No que toca à tecnologia, em Portugal o Estado é uma entidade que contribui e muito, naturalmente, para a investigação, dado que subsidia praticamente todas as bolsas. Mas nada indica que tenha de ser assim. Ou num mundo anarco-capitalista não teriam existido computadores? Ou a internet, que aparece em primeiro lugar como meio de troca de dados entre laboratórios, que podem ser fruto de iniciativa exclusivamente privada? Já a energia eólica, provavelmente não teria visto a massificação a que se assistiu nos últimos anos, que lhe provocaram um avanço tecnológico considerável e que a torna competitiva já sem ser subsidiada - mas não teria podido aparecer mais tarde na História apenas e só por iniciativa privada quando os combustíveis fósseis vissem o seu valor demasiado elevado?

Já imaginando um mundo socialista -nos moldes do socialismo real - acho mais provável que os computadores nunca tivessem sido massificados.

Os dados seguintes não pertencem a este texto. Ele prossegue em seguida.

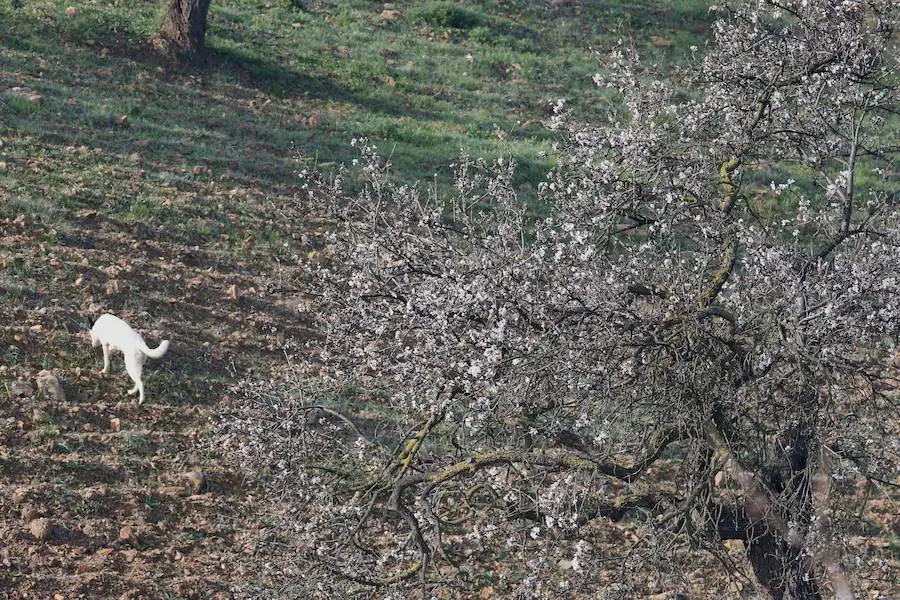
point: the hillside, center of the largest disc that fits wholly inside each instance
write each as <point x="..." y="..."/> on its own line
<point x="165" y="193"/>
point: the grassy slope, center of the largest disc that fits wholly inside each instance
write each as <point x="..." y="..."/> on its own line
<point x="148" y="189"/>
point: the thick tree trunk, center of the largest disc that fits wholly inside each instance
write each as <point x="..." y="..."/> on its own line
<point x="184" y="25"/>
<point x="782" y="570"/>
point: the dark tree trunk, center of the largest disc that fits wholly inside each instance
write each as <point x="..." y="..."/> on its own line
<point x="782" y="570"/>
<point x="184" y="26"/>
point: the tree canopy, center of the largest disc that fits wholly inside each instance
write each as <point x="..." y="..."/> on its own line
<point x="692" y="332"/>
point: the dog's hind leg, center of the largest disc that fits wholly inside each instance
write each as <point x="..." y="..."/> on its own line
<point x="133" y="367"/>
<point x="105" y="358"/>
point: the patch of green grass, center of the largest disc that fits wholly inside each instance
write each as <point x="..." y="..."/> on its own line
<point x="422" y="82"/>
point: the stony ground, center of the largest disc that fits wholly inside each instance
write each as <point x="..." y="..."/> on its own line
<point x="100" y="497"/>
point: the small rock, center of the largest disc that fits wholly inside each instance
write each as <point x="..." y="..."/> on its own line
<point x="196" y="481"/>
<point x="30" y="513"/>
<point x="127" y="535"/>
<point x="19" y="495"/>
<point x="41" y="528"/>
<point x="50" y="382"/>
<point x="21" y="388"/>
<point x="39" y="416"/>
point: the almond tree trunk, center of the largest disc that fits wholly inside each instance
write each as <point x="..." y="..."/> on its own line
<point x="184" y="25"/>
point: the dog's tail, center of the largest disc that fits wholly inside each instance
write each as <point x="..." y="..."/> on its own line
<point x="156" y="352"/>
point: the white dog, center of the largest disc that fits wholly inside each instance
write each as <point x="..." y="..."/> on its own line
<point x="113" y="333"/>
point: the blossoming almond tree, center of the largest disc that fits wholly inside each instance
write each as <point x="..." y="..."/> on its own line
<point x="695" y="337"/>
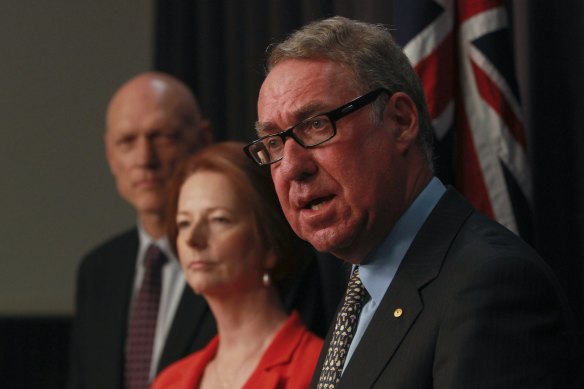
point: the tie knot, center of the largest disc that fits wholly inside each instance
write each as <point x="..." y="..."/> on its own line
<point x="155" y="258"/>
<point x="356" y="292"/>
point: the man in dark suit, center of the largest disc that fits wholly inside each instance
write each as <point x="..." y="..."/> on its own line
<point x="440" y="296"/>
<point x="152" y="122"/>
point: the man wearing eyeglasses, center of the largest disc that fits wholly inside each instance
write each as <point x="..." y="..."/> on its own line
<point x="441" y="296"/>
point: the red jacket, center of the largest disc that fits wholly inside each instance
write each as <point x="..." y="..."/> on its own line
<point x="288" y="363"/>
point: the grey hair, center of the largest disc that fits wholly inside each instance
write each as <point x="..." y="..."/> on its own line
<point x="369" y="52"/>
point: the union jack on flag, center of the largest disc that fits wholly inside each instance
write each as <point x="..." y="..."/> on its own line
<point x="462" y="52"/>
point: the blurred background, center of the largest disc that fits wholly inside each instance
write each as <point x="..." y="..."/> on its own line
<point x="61" y="62"/>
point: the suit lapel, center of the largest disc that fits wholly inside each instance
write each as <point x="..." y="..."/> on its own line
<point x="119" y="289"/>
<point x="402" y="303"/>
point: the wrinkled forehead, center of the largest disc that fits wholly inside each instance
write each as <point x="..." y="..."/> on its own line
<point x="296" y="89"/>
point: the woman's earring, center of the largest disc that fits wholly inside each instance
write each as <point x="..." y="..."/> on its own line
<point x="266" y="279"/>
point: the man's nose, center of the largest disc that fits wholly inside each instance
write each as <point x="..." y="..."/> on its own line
<point x="146" y="154"/>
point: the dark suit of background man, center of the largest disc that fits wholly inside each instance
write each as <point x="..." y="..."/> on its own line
<point x="153" y="121"/>
<point x="456" y="300"/>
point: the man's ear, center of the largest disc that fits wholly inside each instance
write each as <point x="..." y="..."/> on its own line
<point x="403" y="114"/>
<point x="271" y="260"/>
<point x="205" y="133"/>
<point x="108" y="156"/>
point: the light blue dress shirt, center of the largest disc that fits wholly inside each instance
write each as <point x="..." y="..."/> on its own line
<point x="379" y="267"/>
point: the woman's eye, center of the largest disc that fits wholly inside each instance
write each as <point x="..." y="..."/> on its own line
<point x="316" y="124"/>
<point x="220" y="220"/>
<point x="181" y="224"/>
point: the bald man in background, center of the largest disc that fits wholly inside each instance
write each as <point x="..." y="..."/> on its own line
<point x="152" y="121"/>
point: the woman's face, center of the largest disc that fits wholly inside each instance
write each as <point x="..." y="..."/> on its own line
<point x="219" y="251"/>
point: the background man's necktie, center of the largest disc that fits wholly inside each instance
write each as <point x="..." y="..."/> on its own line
<point x="142" y="322"/>
<point x="345" y="327"/>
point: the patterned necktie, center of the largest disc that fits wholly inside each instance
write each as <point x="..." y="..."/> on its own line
<point x="345" y="327"/>
<point x="142" y="322"/>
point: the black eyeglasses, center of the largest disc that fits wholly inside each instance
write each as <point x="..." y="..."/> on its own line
<point x="308" y="133"/>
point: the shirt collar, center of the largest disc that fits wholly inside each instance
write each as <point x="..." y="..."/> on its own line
<point x="162" y="243"/>
<point x="379" y="267"/>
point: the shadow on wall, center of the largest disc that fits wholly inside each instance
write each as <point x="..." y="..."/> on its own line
<point x="34" y="352"/>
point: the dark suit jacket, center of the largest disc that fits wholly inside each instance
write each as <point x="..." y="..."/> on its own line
<point x="480" y="310"/>
<point x="104" y="285"/>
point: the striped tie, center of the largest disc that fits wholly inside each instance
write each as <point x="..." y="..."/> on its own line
<point x="345" y="327"/>
<point x="142" y="323"/>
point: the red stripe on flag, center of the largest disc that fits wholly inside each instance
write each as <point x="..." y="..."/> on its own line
<point x="437" y="75"/>
<point x="491" y="93"/>
<point x="468" y="9"/>
<point x="470" y="179"/>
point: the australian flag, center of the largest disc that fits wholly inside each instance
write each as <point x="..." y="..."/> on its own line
<point x="463" y="54"/>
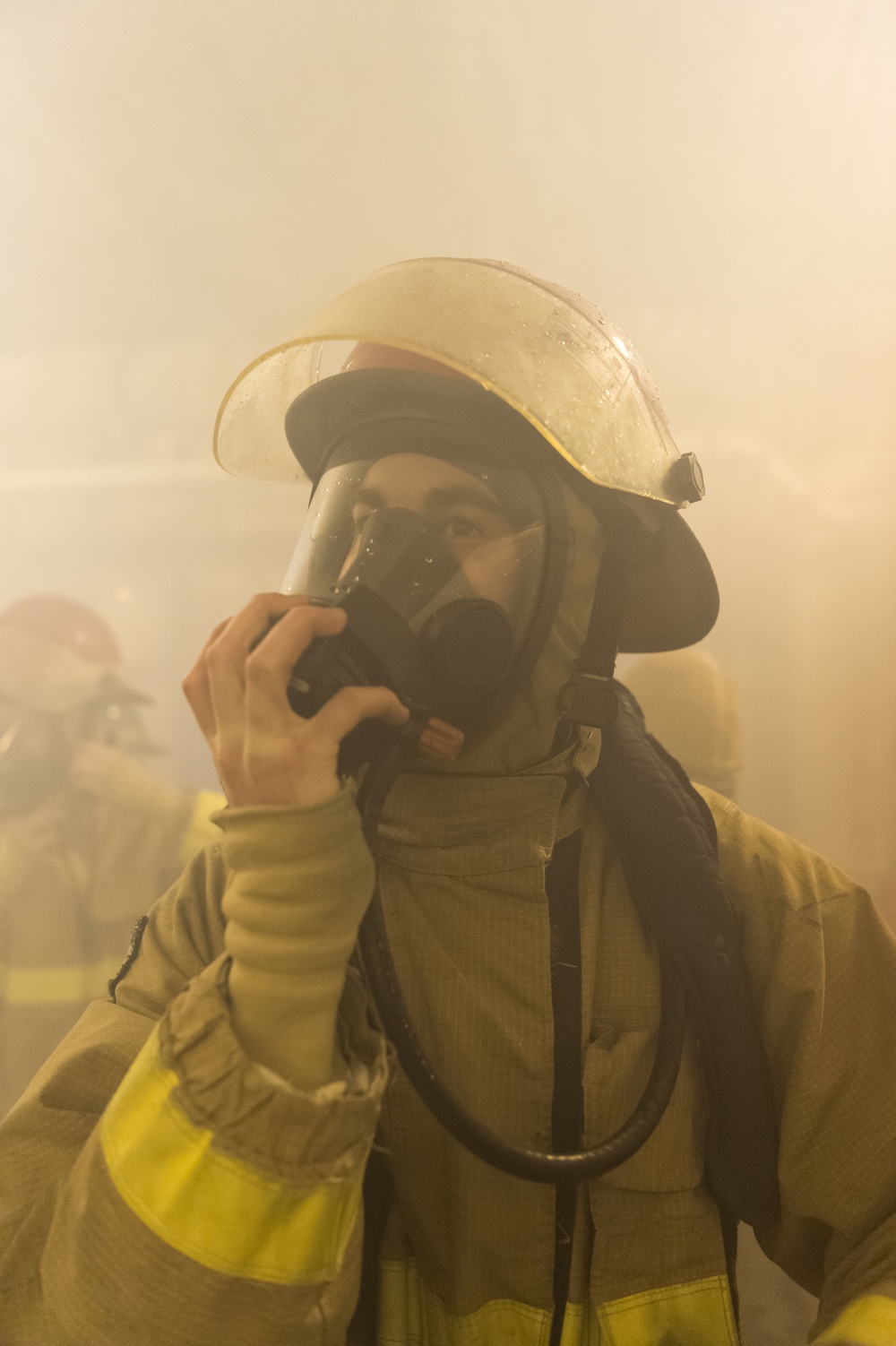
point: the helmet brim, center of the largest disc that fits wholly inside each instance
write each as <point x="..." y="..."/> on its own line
<point x="672" y="600"/>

As vantagens do socialismo residem na planificação, na gestão e alocação de recursos e na socialização do conhecimento. E hoje, que a História acabou, essas vantagens aparecem como ideias intocáveis, debaixo dos escombros do totalitarismo.

Luis Rainha disse...

Num mundo anarco-capitalista, provavelmente ainda andávamos a comer os parceiros da aldeia ao lado. A Internet surgiu, antes de mais, como ferramenta de comunicação militar. E mesmo a www foi desenvolvida no CERN.
No que toca à energia eólica, a sua evolução poderá no futuro ser vista como um caso de “prevenir é melhor que remediar”: quando os combustíveis fósseis estiverem a acabar, talvez seja tarde para inventar portas de saída. Convém não esquecer que há muita coisa a depender do petróleo, como os plásticos...
No tal mundo socialista, se calhar haveria computadores massificados – um por cidadão – mas apenas para vigiar esses cidadãos :-)
É engraçado observar a evolução de alguns desses recursos e tecnologias: muitas vezes, se fossem panificadas não correriam de forma mais rápida e eficaz. E a socialização do conhecimento ainda tem um papel importante no mundo científico; nem tudo são patentes e indústrias.

Carlos G. Pinto disse...

Pagamos duas vezes mais pela energia do que os americanos, investimos dinheiro dos contribuintes em tecnologias que ficaram ultrapassadas uns meses depois ou nunca sequer chegaram a funcionar. Mas se os senhores lá de fora dizem que é bom é porque deve ser.

Luis Rainha disse...

Carlos,

Uma coisa é apontar erros e exigir correcções em casos de más práticas. Outra bem diferente é o princípio de que um Estado não deve investir no seu próprio futuro; isso parece-me uma excelente receita para a desgraça.